Sejak 1967, menurut Asvi, dilakukan desukarnoisasi dalam sejarah Indonesia. Selanjutnya, dengan berhentinya Soeharto sebagai presiden pada Mei 1998 menandai episode ketiga narasi G30S. Korban mulai bersuara. Sejarah lisan pun dikerjakan, yang menonjol di antaranya “1965: Tahun yang Tidak Pernah Berakhir”. Persatuan Purnawirawan AURI juga menerbitkan “Menguak Kabut Halim”.

Episode keempat narasi G30S ditandai penerbitan buku John Roosa, “Dalih Pembunuhan Massal”, tahun 2008. Bila semula yang diperdebatkan siapa dalang kudeta 1965, tulis Asvi, kini fokusnya beralih: siapa dalang pembantaian 1965. Roosa menganggap aksi G30S itu dijadikan dalih melakukan pembunuhan massal.

Film The Act of Killing (Foto: Flickr/@theglobalpanorama)

Film Jagal (The Act of Killing) karya Joshua Oppenheimer menandai episode kelima narasi G30S. Bila sebelumnya para korban berbicara, kini pelaku bersaksi. Film ini meraih penghargaan dalam berbagai festival film di mancanegara dan dinominasikan sebagai film dokumenter terbaik Piala Oscar 2014.

Gambaran secara hidup pembantaian terhadap masyarakat Sumatera Utara pasca-G30S itu mendekonstruksi narasi yang disosialisasikan Orde Baru. Pada 10 Desember 2014, film Senyap (The Look of Silence) melengkapi film Jagal yang beredar sebelumnya.
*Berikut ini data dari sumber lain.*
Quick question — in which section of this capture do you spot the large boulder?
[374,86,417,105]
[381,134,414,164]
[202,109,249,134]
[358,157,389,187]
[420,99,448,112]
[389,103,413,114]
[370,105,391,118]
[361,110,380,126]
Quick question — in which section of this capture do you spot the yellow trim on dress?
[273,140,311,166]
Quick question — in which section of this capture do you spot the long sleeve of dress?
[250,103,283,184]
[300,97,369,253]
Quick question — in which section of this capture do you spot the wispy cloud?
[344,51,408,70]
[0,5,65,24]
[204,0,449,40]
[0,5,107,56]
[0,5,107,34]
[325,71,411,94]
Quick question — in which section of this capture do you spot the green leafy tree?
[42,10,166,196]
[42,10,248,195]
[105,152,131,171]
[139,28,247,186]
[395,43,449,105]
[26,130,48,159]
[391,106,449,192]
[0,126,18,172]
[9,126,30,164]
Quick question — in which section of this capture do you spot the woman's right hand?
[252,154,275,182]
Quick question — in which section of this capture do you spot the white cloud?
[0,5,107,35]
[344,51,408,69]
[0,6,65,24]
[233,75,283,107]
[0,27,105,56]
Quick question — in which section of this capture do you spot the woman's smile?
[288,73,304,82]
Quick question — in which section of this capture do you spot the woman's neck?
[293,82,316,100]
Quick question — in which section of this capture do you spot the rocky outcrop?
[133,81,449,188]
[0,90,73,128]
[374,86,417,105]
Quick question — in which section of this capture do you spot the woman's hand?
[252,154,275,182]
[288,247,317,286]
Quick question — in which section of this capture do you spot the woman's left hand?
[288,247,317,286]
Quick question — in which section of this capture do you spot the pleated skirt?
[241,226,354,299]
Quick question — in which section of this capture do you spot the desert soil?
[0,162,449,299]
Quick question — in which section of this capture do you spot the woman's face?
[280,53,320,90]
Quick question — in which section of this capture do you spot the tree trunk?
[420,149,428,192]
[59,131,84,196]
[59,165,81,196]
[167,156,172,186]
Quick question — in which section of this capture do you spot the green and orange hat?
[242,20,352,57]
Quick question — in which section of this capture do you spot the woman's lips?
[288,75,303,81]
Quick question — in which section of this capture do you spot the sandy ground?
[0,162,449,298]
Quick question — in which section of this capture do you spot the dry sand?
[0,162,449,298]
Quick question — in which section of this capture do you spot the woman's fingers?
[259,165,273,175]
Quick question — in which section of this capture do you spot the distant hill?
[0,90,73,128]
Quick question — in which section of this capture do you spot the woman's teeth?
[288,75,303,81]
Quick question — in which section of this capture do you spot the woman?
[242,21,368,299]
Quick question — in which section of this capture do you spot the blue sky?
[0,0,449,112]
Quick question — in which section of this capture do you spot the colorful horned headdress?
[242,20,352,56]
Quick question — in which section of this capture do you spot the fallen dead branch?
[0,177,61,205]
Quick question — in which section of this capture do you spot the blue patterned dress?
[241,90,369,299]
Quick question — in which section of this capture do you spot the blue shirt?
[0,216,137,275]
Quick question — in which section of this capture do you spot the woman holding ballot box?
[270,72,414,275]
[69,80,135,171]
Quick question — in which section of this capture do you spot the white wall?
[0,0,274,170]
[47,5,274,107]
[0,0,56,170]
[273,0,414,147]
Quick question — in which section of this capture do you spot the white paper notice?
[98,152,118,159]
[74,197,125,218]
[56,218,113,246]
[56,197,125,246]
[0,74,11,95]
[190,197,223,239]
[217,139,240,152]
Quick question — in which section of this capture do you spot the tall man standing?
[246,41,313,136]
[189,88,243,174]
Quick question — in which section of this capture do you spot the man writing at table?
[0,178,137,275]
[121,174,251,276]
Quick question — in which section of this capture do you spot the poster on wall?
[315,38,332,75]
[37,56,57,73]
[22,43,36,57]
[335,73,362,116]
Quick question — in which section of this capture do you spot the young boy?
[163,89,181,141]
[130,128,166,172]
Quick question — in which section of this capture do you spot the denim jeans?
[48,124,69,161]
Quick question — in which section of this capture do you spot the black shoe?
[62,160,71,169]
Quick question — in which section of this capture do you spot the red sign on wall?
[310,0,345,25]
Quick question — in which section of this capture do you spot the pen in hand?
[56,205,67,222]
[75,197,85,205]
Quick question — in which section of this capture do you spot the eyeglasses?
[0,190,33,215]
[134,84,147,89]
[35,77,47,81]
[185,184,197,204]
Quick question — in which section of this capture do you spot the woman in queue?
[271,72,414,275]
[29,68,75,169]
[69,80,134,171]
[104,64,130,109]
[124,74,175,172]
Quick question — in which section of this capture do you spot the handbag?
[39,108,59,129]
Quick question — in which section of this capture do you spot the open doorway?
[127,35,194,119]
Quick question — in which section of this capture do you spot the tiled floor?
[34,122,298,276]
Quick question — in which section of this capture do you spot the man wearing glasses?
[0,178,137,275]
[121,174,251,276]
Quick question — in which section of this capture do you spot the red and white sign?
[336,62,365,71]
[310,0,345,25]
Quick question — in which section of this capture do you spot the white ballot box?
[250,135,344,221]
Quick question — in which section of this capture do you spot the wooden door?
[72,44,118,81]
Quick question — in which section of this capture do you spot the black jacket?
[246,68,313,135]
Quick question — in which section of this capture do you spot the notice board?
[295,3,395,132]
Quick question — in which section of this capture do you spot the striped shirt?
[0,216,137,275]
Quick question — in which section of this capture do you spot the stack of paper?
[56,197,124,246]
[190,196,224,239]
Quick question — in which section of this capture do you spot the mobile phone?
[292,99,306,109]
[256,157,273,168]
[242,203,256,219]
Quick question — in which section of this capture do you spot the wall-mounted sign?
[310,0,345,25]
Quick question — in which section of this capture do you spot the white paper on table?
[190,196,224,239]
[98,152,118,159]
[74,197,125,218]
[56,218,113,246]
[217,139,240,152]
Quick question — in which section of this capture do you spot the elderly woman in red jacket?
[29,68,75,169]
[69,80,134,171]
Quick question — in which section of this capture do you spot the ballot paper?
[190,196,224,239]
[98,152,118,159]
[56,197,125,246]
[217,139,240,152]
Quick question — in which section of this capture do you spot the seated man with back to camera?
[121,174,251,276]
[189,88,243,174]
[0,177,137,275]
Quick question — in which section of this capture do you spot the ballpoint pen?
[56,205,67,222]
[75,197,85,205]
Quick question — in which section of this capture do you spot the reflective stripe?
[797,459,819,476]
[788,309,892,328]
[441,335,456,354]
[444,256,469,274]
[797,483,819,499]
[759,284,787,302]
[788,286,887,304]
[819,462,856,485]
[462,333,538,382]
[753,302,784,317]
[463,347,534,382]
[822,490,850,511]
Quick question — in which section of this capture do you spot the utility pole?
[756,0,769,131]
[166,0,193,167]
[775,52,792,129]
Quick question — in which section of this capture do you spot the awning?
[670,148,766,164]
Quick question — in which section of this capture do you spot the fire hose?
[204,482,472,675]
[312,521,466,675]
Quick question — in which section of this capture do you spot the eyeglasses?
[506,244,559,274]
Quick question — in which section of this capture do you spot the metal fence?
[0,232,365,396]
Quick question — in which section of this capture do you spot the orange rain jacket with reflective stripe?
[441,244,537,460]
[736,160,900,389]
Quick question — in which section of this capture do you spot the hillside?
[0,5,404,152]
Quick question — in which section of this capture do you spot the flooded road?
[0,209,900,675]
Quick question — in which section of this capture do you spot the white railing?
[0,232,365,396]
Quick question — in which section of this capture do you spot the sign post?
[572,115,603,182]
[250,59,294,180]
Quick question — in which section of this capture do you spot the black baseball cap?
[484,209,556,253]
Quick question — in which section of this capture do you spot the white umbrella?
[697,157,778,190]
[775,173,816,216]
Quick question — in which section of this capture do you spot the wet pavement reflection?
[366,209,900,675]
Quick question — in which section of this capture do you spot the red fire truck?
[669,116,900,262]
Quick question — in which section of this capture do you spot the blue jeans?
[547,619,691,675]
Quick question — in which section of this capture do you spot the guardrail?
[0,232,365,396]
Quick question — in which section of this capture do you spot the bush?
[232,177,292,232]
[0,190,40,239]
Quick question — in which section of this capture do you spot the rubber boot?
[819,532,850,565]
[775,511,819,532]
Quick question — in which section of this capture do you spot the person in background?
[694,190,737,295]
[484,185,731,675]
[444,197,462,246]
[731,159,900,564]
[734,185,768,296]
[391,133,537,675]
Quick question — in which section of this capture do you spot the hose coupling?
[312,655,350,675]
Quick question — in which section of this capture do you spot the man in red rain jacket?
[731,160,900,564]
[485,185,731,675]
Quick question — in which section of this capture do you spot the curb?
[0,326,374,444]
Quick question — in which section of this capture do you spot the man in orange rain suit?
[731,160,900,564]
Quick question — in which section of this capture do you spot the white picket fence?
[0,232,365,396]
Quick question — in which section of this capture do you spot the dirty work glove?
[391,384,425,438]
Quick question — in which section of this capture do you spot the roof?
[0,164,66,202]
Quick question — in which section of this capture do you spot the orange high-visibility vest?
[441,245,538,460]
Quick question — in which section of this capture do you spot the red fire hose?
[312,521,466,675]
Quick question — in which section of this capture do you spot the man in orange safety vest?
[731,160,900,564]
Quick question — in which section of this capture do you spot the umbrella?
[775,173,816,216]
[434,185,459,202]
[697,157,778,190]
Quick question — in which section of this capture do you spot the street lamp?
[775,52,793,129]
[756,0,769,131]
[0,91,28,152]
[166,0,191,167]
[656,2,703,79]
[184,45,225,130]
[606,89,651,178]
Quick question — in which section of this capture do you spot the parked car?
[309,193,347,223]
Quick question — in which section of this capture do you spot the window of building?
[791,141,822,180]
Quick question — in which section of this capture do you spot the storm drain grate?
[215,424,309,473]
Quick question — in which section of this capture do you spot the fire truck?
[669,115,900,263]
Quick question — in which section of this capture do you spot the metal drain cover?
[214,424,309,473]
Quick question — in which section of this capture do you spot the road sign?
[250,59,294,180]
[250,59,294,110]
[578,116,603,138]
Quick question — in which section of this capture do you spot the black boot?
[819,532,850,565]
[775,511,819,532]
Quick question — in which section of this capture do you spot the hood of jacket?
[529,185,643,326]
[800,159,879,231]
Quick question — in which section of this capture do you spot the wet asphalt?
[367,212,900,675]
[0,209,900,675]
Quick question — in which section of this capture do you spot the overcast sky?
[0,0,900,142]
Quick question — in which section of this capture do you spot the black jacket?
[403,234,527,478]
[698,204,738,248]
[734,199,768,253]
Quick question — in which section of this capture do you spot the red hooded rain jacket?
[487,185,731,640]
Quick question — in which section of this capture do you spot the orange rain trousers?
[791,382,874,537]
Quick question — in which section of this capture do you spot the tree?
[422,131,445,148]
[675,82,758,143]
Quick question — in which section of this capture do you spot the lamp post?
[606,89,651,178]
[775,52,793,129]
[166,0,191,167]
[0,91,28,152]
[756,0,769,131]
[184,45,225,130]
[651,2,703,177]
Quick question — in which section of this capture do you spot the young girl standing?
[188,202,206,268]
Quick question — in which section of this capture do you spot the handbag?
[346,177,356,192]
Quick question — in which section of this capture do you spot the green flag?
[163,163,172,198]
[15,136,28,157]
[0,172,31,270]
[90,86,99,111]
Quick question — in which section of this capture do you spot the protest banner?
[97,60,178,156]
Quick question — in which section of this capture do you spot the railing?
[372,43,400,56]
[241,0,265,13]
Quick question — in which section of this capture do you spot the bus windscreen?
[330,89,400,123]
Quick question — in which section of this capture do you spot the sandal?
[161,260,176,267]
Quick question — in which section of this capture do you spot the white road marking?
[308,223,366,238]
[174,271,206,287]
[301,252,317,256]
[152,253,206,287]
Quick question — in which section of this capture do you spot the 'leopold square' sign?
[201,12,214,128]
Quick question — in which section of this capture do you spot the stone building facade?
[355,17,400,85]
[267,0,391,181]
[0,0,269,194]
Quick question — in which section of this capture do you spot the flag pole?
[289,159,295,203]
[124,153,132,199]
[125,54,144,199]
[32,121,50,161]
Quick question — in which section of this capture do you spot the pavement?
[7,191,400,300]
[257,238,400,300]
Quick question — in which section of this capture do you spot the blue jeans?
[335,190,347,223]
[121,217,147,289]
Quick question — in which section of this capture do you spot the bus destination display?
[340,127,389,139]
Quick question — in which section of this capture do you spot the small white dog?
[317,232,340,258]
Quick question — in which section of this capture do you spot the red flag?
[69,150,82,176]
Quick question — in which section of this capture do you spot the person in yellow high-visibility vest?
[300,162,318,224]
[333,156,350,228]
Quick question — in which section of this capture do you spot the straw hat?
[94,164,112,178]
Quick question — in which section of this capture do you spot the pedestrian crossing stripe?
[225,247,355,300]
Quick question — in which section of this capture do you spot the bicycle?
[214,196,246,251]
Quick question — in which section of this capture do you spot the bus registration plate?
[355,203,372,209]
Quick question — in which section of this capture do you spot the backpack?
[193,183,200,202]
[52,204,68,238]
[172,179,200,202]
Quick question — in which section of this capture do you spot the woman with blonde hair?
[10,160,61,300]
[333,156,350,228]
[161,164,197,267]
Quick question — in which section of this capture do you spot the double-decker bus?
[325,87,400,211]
Jika diperhatikan, karya yang beredar pada episode ketiga, yakni sejak Era Reformasi, terlihat bahwa G30S itu mencakup lima aspek. Pertama, peristiwa yang terjadi pada 1 Oktober 1965 yang menyebabkan tewasnya enam jenderal. Kedua, pembunuhan massal setelah peristiwa itu, yang memakan korban sekitar 500 ribu jiwa. Ketiga, pembuangan paksa terhadap lebih dari 10.000 orang ke Pulau Buru, 1969-1979.

Asvi mengungkapkan, bila ketiga hal itu lebih bersifat kekerasan fisik, dua unsur berikutnya lebih bersifat kekerasan mental yakni, unsur keempat, dicabutnya kewarganegaraan ribuan pemuda Indonesia yang sedang belajar di mancanegara tahun 1966. Kelima, stigma dan diskriminasi yang diberlakukan terhadap korban dan keluarganya. Isi instruksi Menteri Dalam Negeri tahun 1981 antara lain melarang anak-anak korban menjadi pegawai negeri sipil (PNS) dan anggota ABRI.

IPT 1965 (Foto: Facebook/@IPT1965)

Dari semua itu, maka terbaca dan terbentang jelas bahwa upaya melawan narasi sejarah 1965-1966 versi Orde Baru memang memerlukan napas panjang. Negara, atau ia yang lebih berkuasa darinya, selalu punya alat yang lebih mumpuni untuk menciptakan dan mendistribusikan wacana.

Namun, bersamaan dengan kelompok yang ingin terus menutup-nutupi periode sejarah mengerikan itu, selalu ada sebagian lainnya yang hendak mencari tahu kebenaran bagi mereka yang ada dalam gelap kuburan massal, serta menyingkap mendung trauma bagi penyintas dan wajah muram keadilan-hak asasi manusia bagi republik ini.